ミラノの創作系男子たち

シンプル=ベスト? 興味あるのはデザインの裏にある「事情」 (2/3ページ)

安西洋之

 ヴェネツィア大学で経済学を勉強した後、ミラノ工科大学工業デザイン学科に進んだ。しかし卒業後にデザイナーになる道を自ら捨てた。

 「ボールペン1つとって、もうごまんといる優秀な人がデザインしている。そのなかの1人にはなりきれないと思ったのさ。そのかわり、ぼくはそれらの過去の作品の数々を、今の時代に合わせて編集しなおすことに興味があることに気づいた」と今のビジネスに入る契機を語る。

 ぼくは、彼の仕事はコンテクストをつくるクリエイターであると考え、この連載に登場してもらおうと思ったのだ。

 ショールームとなっている3階建ての元工場には、ぎっしりとコレクションの数々が並んでいる。オンラインとリアルの両方で販売しているが、顧客はイタリアが20%、イタリア以外の欧州が30%、残りが米国・中近東・アジアなどだ。

 オフィスの本棚には膨大な冊数のデザイン関係の書籍・雑誌とメーカーの古いカタログが並んでいる。展覧会や店舗設計あるいは舞台美術など、さまざまなところからコレクションの貸し出しのリクエストもあり、リクエストを受けるたびに、これらの資料に手を伸ばす。

 しかし、本のページを何気なく開くことも少なくない。どの時代の誰のデザインということを決めず、ふと手にとる。
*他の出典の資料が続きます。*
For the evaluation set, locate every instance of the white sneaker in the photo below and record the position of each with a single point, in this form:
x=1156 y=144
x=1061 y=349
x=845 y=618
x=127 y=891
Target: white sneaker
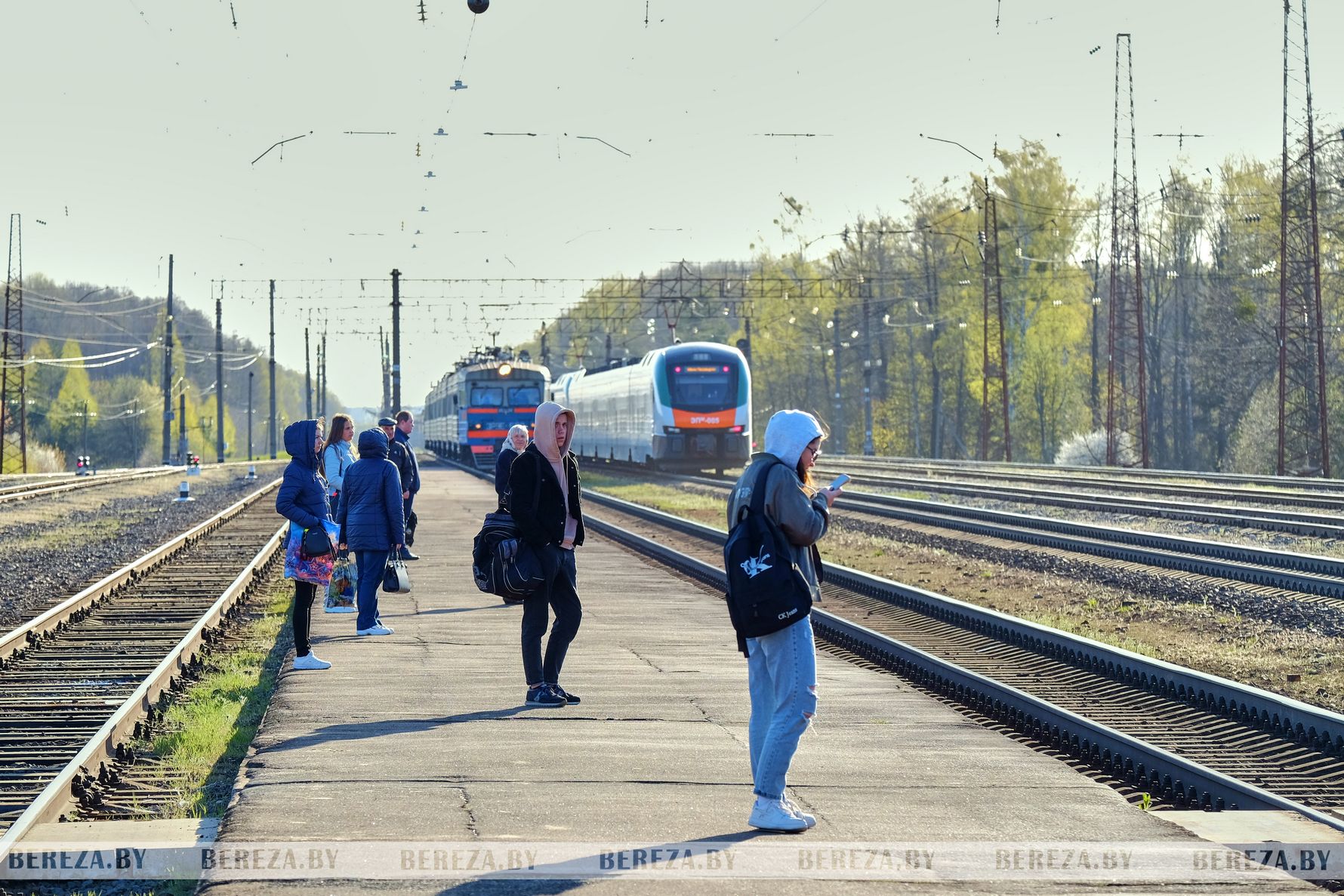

 気分と直観と言うしかない。そうして眺めた写真にある家具と突然のリクエストが偶然に一致することもある。したがって、できるだけ自分の頭のなかに仕切りを設けないようにしておくよう努める。

 だからといって、アポイントの先に向かう時、途中で興味をひくものが目についたからと我を忘れるタイプではない。「1分だけ見ておく」といった時間配分を忘れない(これが、デザイナーを目指さない性格なのだろうか)。しかも、カメラで記録を残すようにしている。

 ミラノ市内の移動は自転車か公共交通機関の利用を好み、クルマの運転をなるべく避けるのも、身をフリーにしておきながら、視界に入った人の服装や店のショーウインドーにあるものを瞬時に「捕まえる」ためではないだろうか。

 好奇心旺盛な行動パターンである。